The QUOTIENT function in Excel is used to divide two numbers and return the integer portion of the result. You can use this function in conjunction with multiplication to calculate the product of two numbers rounded down to the nearest integer. For example, if you want to multiply the values in cells A1 and A2 together and round the result down to the nearest integer, you can use the following formula:

`=QUOTIENT(A1*A2)`

This will multiply the values in cells A1 and A2 together and return the result rounded down to the nearest integer.

### 26. Multiplying MROUND

The MROUND function in Excel is used to round a number to the nearest multiple of a specified value. You can use this function in conjunction with multiplication to calculate the product of two numbers rounded to the nearest multiple of a specified value. For example, if you want to multiply the values in cells A1 and A2 together and round the result to the nearest multiple of 10, you can use the following formula:

`=MROUND(A1*A2,10)`

This will multiply the values in cells A1 and A2 together and round the result to the nearest multiple of 10.

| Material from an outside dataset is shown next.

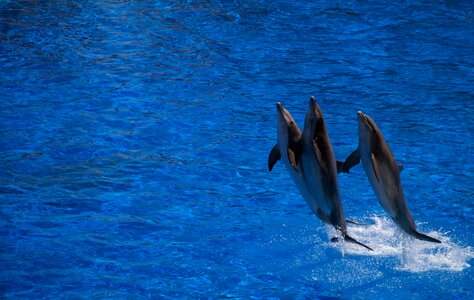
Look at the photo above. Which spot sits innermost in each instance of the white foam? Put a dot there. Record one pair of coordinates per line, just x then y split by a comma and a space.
415, 256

### 27. Multiplying RANDBETWEEN

The RANDBETWEEN function in Excel is used to generate a random integer between two specified values. You can use this function in conjunction with multiplication to generate a random number within a specified range. For example, if you want to generate a random number between 1 and 10 and then multiply it by the value in cell A1, you can use the following formula:

`=RANDBETWEEN(1,10)*A1`

This will generate a random integer between 1 and 10 and then multiply it by the value in cell A1.

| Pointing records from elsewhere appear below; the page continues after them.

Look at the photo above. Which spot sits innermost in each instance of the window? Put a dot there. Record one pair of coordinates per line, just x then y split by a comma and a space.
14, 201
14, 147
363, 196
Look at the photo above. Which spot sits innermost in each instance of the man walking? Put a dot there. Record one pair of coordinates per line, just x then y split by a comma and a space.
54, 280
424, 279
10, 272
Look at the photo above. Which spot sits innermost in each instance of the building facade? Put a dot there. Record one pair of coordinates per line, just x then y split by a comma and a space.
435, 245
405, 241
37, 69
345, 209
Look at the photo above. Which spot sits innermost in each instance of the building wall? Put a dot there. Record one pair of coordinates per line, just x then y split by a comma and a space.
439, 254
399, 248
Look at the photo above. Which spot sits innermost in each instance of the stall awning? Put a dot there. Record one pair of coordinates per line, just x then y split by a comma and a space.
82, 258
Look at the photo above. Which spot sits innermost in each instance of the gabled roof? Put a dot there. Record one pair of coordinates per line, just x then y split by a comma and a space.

### 28. Multiplying with Statements

In Excel, conditional statements can be used to multiply integers under specific circumstances. You can use the following formula, for instance, to multiply the values in cells A1 through A10 by 2 if they are larger than 5 and by 3 if they are less than or equal to 5:

`=IF(A1:A10>5,A1:A10`*2,A1:A10*3)

This will multiply the values in cells A1:A10 by 2 if they are greater than 5 and by 3 if they are less than or equal to 5.

#### Frequency Asked Questions

#### How do I multiply columns in Excel?

Select the cells in both columns and use the “*” symbol, for instance, if you want to multiply the cells in column A by the cells in column B. After that, hit “Enter” to finish the process. The result of the cells in each column will now be present in the cells in both columns.

#### How do I multiply multiple cells in Excel?

Enter a comma between the names of two cells to indicate that all of the cells in that range should be multiplied when multiplying a group of cells. Cells A2, A3, A4, and A5 should be multiplied, for instance, when “=PRODUCT(A2:A5)” is used. 4. To add a number to the equation, just type a comma followed by the desired number.